Acho que muitos terão medo de que, se não nos reproduzirmos, outros virão e tomarão o nosso lugar enquanto povo. Como se não fosse essa a história da Humanidade... outros acharão que a reprodução é missão biológica, sei lá... mas sei porque não quis ter filhos :)


Claro que de pouco adiantará ao planeta uns adoptarem uma política de filho único quando no resto do mundo a reprodução é elevada.

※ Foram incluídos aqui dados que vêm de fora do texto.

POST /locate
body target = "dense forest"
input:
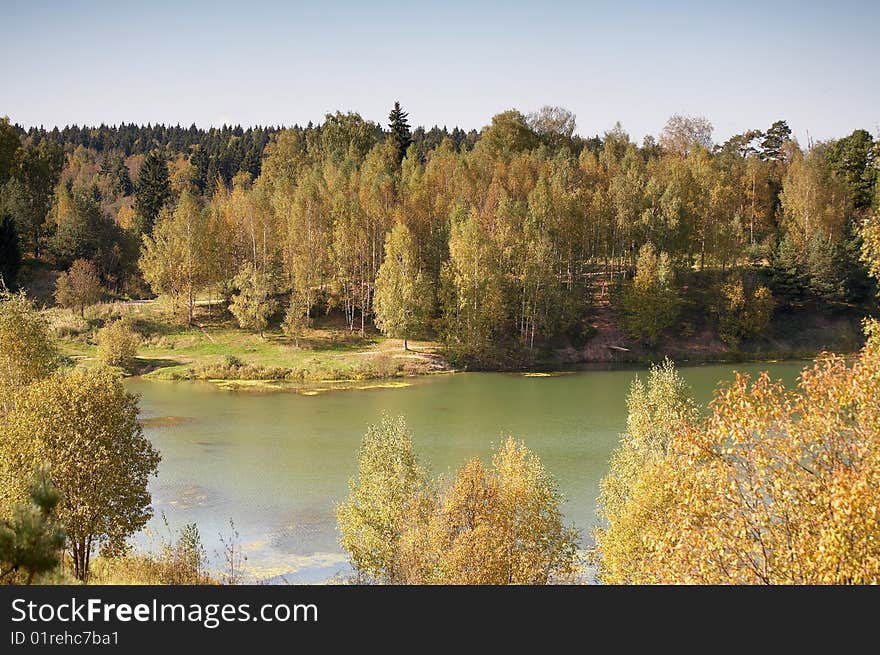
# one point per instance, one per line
(502, 242)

O problema é que a reprodução é tanto mais elevada quanto maiores as taxas de mortalidade infanto-juvenil e menor a esperança de vida... a política internacional (e as tais farmacêuticas) poderiam ter mão nisto, apoiando realmente os países subdesenvolvidos nas questões de saúde e saneamento. mas depois era uma chatice, o lucro interessa hoje...
Por causa desta história das farmacêuticas, tenho por aí nos repositórios um artigo muito interessante publicado ou no ouriq ou no colectivo, não recordo, a propósito da bebé Matilde: a investigação é feita quase toda nas universidades.


E depois andam-me estes activistas radicais a querer impor proibições, diabos os levem mais à abundância em que vivem e que lhes não permite perceber as carências de mais de meio mundo - incluindo Portugal!